La entidad querellante también considera delictiva que en septiembre de 2019 se otorgara una licencia a Odiel Towage “condicionada al cumplimiento de las prescripciones señaladas en la resolución, porque la legislación es clara al respecto: se ha de acreditar el cumplimiento de los requisitos para su otorgamiento en el momento de formular la solicitud”. Así lo entendió inicialmente la Autoridad Portuaria de Las Palmas, cuando el 1 de marzo de 2019 denegó la licencia solicitada por primera vez por Odiel Towage. “Sin embargo –prosigue la querella–, unas semanas después, cambió de criterio y la autorizó aunque condicionada. Precisamente, el otorgamiento de la licencia condicionada es algo que resulta insólito en la práctica administrativa”.

Para el otorgamiento de la licencia condicionada por la Autoridad Portuaria de Las Palmas se emitieron dos informes jurídicos, uno por el jefe de la asesoría jurídica de Puertos del Estado, que es uno de los querellados, y otro por la Abogacía General del Estado. “En la tesis de la acusación los informes parecen redactados ad hoc y el primero de ellos se le hizo llegar a Odiel Towage para que supiera que le daría un plazo de gracia para cumplir”.
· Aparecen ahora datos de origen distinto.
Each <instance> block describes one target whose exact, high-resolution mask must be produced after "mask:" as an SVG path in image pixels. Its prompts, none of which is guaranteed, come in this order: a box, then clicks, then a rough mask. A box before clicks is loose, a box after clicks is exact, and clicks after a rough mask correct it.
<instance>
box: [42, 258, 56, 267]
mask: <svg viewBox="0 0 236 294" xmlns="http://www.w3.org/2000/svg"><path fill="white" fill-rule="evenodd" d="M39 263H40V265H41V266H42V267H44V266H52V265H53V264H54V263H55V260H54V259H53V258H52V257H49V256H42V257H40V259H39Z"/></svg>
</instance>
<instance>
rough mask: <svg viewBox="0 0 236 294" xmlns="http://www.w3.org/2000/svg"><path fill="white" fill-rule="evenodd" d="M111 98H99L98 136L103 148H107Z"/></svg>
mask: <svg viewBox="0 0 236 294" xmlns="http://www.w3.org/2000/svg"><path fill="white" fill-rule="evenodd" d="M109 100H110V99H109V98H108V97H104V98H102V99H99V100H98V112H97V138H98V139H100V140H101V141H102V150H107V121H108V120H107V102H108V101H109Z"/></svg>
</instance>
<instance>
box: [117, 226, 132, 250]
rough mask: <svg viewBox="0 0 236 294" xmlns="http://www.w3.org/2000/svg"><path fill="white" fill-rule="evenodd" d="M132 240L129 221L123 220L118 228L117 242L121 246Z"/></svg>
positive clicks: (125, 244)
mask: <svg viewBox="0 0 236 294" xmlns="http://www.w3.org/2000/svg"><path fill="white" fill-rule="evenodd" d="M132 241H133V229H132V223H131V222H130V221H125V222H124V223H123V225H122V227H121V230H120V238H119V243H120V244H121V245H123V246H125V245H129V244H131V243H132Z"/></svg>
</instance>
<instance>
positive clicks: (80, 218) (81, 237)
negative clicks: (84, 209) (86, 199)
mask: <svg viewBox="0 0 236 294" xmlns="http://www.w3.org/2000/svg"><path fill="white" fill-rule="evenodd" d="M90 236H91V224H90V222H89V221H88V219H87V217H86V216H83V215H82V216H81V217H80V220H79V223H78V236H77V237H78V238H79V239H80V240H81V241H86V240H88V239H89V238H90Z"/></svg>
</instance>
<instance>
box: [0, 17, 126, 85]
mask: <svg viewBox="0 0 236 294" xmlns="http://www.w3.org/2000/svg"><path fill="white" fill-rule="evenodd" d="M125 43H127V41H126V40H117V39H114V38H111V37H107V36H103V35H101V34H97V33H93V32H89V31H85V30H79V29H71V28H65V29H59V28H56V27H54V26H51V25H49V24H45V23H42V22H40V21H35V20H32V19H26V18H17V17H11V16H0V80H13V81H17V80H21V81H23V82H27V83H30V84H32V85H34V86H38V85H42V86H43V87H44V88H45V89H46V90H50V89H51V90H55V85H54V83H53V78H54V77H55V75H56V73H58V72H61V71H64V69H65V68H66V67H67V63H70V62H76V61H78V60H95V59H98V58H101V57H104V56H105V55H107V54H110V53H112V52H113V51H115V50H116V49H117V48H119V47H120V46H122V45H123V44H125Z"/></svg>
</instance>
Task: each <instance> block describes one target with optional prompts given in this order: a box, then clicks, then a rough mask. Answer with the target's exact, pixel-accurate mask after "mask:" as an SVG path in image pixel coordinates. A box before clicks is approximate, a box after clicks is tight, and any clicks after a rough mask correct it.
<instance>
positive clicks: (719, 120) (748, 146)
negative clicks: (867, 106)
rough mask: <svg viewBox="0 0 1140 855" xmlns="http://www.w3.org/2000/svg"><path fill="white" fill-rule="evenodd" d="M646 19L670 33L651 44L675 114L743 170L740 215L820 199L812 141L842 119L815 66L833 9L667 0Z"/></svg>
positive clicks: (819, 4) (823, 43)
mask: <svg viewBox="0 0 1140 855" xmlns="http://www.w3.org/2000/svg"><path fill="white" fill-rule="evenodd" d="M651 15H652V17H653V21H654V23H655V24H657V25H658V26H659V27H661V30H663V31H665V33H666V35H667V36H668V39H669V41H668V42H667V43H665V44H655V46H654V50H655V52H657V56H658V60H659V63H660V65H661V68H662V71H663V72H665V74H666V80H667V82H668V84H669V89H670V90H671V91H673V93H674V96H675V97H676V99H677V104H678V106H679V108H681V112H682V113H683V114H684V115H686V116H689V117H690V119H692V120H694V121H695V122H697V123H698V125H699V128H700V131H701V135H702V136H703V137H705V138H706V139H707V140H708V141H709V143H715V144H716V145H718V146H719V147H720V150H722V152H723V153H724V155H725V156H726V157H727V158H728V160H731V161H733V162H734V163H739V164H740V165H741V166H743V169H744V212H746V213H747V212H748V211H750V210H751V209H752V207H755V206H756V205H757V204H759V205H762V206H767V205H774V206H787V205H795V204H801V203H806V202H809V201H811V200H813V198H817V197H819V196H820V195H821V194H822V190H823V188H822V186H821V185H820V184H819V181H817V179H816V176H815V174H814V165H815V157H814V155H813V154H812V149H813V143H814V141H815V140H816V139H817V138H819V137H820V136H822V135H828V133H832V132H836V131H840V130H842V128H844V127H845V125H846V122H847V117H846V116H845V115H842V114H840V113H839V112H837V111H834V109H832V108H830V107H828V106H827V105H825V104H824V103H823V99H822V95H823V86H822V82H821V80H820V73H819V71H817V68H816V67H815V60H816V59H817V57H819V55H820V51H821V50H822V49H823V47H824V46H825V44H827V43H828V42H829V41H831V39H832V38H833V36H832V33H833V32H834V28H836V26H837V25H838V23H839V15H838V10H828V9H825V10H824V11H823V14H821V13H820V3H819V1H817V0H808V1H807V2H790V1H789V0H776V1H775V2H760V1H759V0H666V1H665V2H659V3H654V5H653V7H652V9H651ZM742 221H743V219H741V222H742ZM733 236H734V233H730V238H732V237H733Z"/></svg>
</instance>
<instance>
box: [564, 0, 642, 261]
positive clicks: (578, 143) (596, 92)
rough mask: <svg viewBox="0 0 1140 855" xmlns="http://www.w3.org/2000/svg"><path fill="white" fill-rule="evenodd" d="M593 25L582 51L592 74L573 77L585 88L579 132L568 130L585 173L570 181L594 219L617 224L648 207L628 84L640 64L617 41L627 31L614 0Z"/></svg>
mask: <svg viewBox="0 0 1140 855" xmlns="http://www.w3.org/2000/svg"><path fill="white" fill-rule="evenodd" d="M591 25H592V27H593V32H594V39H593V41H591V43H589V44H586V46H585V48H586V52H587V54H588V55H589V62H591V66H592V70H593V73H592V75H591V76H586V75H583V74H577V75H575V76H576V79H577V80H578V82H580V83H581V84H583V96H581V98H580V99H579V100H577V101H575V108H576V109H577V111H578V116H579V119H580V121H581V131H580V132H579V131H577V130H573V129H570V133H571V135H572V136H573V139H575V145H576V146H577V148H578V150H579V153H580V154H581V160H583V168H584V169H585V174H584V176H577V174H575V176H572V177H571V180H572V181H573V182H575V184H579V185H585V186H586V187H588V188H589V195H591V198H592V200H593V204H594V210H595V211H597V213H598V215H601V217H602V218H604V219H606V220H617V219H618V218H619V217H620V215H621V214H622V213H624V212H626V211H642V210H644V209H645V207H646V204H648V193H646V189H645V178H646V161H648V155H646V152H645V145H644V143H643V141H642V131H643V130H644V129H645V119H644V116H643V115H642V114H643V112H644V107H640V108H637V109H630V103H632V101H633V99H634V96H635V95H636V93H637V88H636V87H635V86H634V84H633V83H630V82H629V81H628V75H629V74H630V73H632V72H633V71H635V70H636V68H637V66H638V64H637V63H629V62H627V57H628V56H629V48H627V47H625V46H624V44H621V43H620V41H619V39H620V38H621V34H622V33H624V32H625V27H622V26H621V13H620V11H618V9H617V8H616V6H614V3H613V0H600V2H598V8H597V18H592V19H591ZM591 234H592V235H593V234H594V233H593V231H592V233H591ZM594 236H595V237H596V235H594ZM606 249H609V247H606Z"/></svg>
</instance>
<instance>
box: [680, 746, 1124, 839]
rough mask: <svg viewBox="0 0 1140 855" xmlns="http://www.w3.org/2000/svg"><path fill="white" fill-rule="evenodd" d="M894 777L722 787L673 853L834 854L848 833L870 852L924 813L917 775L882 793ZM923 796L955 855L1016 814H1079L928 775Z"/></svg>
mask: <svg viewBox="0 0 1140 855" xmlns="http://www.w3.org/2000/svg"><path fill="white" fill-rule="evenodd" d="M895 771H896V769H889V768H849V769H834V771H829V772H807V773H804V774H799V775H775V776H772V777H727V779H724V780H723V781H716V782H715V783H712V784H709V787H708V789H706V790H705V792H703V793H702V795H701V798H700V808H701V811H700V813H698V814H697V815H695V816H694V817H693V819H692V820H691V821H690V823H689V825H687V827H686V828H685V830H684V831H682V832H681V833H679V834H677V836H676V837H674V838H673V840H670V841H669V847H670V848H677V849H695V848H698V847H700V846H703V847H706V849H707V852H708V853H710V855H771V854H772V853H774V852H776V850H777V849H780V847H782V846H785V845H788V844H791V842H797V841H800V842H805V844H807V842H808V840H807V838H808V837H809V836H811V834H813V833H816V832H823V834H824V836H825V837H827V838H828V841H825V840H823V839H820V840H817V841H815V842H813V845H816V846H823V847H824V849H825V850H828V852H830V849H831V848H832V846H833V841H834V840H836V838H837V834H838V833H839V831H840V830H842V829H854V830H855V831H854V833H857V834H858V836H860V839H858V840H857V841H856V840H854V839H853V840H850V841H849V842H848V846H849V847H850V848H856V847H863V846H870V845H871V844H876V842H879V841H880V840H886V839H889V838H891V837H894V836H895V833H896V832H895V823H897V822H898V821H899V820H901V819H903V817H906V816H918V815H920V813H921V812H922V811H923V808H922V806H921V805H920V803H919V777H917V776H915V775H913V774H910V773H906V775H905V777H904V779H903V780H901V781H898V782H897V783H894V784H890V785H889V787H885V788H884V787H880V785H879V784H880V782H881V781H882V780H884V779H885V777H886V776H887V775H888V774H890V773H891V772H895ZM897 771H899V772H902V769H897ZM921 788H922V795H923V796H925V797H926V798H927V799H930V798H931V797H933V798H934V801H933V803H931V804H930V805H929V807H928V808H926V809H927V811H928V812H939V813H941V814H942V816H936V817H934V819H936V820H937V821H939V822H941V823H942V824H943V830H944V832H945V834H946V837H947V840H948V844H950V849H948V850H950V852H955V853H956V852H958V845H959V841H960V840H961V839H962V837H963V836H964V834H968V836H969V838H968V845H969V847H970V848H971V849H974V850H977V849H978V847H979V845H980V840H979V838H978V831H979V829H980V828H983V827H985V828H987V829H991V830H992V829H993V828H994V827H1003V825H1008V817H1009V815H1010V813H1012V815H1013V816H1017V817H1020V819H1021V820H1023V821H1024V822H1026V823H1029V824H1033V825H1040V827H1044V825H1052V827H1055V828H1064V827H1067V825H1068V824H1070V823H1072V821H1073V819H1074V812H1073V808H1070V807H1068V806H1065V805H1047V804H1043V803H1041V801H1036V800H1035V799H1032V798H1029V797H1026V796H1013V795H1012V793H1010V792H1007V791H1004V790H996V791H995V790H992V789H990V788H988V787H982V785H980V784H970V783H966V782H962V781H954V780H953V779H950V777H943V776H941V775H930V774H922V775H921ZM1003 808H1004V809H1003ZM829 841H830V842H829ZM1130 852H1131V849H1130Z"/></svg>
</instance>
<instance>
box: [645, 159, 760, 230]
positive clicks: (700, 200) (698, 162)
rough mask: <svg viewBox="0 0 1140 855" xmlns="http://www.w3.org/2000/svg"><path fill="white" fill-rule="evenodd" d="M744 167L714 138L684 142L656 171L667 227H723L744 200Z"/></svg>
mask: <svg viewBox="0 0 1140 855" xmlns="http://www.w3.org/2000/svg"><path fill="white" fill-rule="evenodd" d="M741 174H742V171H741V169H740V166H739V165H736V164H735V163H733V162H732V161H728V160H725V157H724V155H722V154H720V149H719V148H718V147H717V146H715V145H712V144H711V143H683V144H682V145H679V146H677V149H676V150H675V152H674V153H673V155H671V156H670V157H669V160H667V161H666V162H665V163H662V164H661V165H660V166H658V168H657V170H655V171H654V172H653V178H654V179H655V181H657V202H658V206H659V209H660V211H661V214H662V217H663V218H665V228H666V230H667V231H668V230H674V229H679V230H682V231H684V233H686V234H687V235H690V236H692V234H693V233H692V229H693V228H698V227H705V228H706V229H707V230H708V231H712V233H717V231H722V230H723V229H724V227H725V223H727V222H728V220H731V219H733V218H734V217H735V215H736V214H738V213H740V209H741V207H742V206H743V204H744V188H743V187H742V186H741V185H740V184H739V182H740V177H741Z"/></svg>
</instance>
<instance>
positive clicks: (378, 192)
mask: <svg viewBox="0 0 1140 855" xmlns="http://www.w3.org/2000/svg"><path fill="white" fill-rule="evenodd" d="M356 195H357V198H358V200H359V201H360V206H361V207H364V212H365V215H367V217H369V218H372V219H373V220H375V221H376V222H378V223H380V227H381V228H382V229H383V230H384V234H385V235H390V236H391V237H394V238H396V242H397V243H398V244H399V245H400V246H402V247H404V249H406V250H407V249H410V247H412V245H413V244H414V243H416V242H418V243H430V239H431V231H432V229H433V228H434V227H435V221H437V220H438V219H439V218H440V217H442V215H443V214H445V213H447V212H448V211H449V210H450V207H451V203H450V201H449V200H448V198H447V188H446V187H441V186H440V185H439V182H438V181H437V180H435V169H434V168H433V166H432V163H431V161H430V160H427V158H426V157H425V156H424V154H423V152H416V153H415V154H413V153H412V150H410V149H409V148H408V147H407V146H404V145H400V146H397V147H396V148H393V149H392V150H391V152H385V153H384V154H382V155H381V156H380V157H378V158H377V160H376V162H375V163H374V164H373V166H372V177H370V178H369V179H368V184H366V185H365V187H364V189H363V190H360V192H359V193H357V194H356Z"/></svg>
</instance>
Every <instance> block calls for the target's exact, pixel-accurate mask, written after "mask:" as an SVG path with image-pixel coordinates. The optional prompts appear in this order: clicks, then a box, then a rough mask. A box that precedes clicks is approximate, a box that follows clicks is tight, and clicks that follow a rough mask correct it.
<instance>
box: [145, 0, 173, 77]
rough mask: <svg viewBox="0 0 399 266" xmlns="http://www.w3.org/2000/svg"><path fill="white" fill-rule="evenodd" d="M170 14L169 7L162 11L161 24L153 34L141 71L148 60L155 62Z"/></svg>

Asimismo, la entidad querellante cuestiona que Odiel Towage cumpla “con otro de los requisitos imprescindibles” para el otorgamiento de la licencia, “porque notoriamente carecía  de honorabilidad y dicha conclusión se alcanza a pesar de la existencia de un informe de la Abogacía del Estado”. Otro hecho al que la acusación particular concede un “valor relevante” es que Odiel Towage “decidiera renunciar” a la segunda solicitud de licencia, aun cuando en el expediente había una propuesta de uno de los querellados de la Autoridad Portuaria de Las Palmas junto con otro querellado de Puertos del Estado, con cargos destacados en ambos casos, “dirigido a la Dirección para autorizar el inicio de la actividad” por Odiel Towage.

Por todo ello, REBAPA entiende que el otorgamiento definitivo de la licencia, “en las condiciones expresadas, es contrario a la ley y supone una clara ventaja frente a su competidor”, por lo que considera “constitutivo de un delito de infidelidad en la custodia de documentos, en su modalidad de ocultación, la retención del informe preceptivo y vinculante” emitido por la Dirección General de la Marina Mercante.

El último supuesto delito que menciona la acusación es el de “malversación de caudales públicos”, porque en su tesis, al haber desistido Odiel Towage de la licencia solicitada en 2019, “debería haber perdido el depósito constituido en su momento sin que las razones de ellos, expuesta en el otorgamiento de la licencia, convenzan a la acusación sobre la bondad de aquella”.

Por último, REBAPA también dirige su escrito contra Odiel Towage y sobre su administrador, “a quienes reprocha participar en toda la actividad delictiva y beneficiarse de ello”. En consecuencia, “pudiendo ser los hechos denunciados constitutivos de delitos de malversación, prevaricación administrativa, infidelidad en la custodia de documentos por funcionario y contra la administración pública” y reuniendo la querella los requisitos que establece el artículo 277 de la ley de Enjuiciamiento Criminal, procede su admisión a trámite y la incoación de diligencias previas, así como las actuaciones necesarias para la averiguación y esclarecimiento de los hechos, sus autores y circunstancias.